Créer une application de travail en 5 minutes avec Tasklet, sans écrire une ligne de code


Rédigé par La rédaction le Mercredi 1 Avril 2026

Longtemps, créer une application pour le travail relevait d’un petit parcours du combattant. Il fallait un développeur, un cahier des charges, des allers-retours interminables, puis des semaines de tests avant d’obtenir un outil parfois décevant. Avec l’arrivée de Tasklet, cette vieille logique commence à se fissurer.



La promesse est simple : décrire en langage naturel ce que l’on veut, connecter ses outils, puis laisser l’intelligence artificielle assembler l’automatisation et l’interface. Tasklet se présente en effet comme une plateforme capable d’automatiser des processus métier “en plain English”, avec des connexions à des API, à des serveurs MCP et même à des interfaces utilisées par navigateur.

Le principe est presque déroutant de simplicité. Au lieu de coder une application, on décrit un besoin concret. Par exemple : “Je veux une application interne qui récupère les demandes reçues par email, les classe par urgence, les envoie dans un tableau de suivi et me propose une réponse.” À partir de là, Tasklet s’appuie sur des agents IA capables de raisonner sur plusieurs étapes, d’appeler des outils, puis d’itérer jusqu’à exécuter la tâche. Selon le retour publié par Anthropic dans son étude de cas client, cette logique permet à Tasklet de faire fonctionner des agents connectés à plus de 3.000 intégrations, avec des déclencheurs sur email, webhooks, agenda ou planification horaire.

Concrètement, comment créer son appli de travail en quelques minutes ?

Première étape :
partir d’un usage minuscule, pas d’un projet grandiose. L’erreur classique consiste à vouloir bâtir “l’ERP du futur” dès le premier essai. Or la bonne méthode consiste à viser une tâche pénible et répétitive : suivi de leads, tableau de validation interne, reporting marketing, centralisation de pièces jointes, relances clients, ou encore mini-CRM maison. Plus le besoin est précis, plus l’agent comprend vite.

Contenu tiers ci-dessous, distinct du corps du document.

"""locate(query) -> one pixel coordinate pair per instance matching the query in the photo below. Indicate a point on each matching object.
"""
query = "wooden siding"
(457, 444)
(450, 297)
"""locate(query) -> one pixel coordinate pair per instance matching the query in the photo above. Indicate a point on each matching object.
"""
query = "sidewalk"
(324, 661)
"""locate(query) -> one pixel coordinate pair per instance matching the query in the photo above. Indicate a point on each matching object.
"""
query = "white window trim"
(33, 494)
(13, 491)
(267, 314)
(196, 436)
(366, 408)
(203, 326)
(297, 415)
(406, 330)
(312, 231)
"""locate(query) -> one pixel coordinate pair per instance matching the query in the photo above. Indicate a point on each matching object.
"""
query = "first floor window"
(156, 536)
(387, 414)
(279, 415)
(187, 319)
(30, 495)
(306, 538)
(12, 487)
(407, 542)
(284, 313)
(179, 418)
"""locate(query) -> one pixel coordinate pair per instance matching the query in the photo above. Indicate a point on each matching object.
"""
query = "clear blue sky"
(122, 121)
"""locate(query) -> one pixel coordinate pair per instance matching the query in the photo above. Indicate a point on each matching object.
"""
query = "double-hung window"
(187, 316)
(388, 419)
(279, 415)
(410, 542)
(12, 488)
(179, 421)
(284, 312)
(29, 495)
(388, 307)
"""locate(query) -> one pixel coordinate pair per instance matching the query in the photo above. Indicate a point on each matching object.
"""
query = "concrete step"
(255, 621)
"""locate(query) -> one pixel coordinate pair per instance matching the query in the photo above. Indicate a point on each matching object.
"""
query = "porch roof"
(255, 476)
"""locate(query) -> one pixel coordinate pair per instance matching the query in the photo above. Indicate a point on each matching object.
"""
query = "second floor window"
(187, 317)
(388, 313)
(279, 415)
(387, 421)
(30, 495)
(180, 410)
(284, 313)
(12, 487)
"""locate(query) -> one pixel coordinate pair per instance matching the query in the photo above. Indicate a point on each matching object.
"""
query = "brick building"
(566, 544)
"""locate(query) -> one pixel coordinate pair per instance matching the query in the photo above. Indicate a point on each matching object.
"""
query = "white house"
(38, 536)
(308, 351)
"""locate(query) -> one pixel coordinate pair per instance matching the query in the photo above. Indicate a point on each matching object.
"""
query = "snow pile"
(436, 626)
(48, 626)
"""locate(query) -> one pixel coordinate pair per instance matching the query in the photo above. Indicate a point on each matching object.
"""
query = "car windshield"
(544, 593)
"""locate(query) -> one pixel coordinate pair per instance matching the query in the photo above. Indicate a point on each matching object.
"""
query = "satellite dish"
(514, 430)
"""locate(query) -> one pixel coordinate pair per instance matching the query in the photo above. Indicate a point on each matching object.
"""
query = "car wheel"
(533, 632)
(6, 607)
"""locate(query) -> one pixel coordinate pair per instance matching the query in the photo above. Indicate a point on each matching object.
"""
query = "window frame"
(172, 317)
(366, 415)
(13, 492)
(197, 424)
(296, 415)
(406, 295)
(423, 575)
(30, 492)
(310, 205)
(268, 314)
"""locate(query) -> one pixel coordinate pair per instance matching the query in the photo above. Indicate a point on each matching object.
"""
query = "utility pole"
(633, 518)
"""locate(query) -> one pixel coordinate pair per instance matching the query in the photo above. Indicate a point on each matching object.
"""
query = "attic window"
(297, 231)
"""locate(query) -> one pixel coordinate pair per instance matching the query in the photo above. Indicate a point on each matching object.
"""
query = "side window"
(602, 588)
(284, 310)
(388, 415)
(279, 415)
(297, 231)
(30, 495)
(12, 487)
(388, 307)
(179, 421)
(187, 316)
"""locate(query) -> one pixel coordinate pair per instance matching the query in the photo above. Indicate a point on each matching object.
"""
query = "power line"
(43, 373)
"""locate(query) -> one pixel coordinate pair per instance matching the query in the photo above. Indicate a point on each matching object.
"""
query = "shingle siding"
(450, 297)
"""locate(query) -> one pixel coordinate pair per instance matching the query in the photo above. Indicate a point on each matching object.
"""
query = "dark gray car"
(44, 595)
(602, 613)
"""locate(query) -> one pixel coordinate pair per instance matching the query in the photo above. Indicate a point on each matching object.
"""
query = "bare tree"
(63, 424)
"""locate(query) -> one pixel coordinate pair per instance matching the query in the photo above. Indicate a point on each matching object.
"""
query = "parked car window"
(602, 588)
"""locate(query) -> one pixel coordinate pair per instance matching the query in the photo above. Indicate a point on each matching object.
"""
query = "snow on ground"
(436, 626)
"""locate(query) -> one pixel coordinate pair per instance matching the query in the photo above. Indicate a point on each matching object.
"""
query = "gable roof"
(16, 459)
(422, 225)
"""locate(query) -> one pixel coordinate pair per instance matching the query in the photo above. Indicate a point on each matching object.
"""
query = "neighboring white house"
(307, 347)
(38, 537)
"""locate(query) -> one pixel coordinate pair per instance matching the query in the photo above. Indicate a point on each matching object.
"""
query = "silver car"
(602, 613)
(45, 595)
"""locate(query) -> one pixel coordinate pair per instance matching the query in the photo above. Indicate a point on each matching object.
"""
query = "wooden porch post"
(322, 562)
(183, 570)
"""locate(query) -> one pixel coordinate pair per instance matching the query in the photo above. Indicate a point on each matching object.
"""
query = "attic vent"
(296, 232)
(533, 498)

Deuxième étape : écrire un prompt métier, pas un prompt technique. Au lieu de dire “crée-moi une app avec une base de données relationnelle et un front responsive”, il vaut mieux écrire : “Je veux un tableau simple pour mon équipe commerciale. Chaque nouvelle demande reçue par email doit apparaître avec le nom, l’entreprise, le sujet, le niveau d’urgence et un statut à mettre à jour.” C’est là que la promesse du no-code devient crédible : on parle comme un responsable métier, non comme un développeur.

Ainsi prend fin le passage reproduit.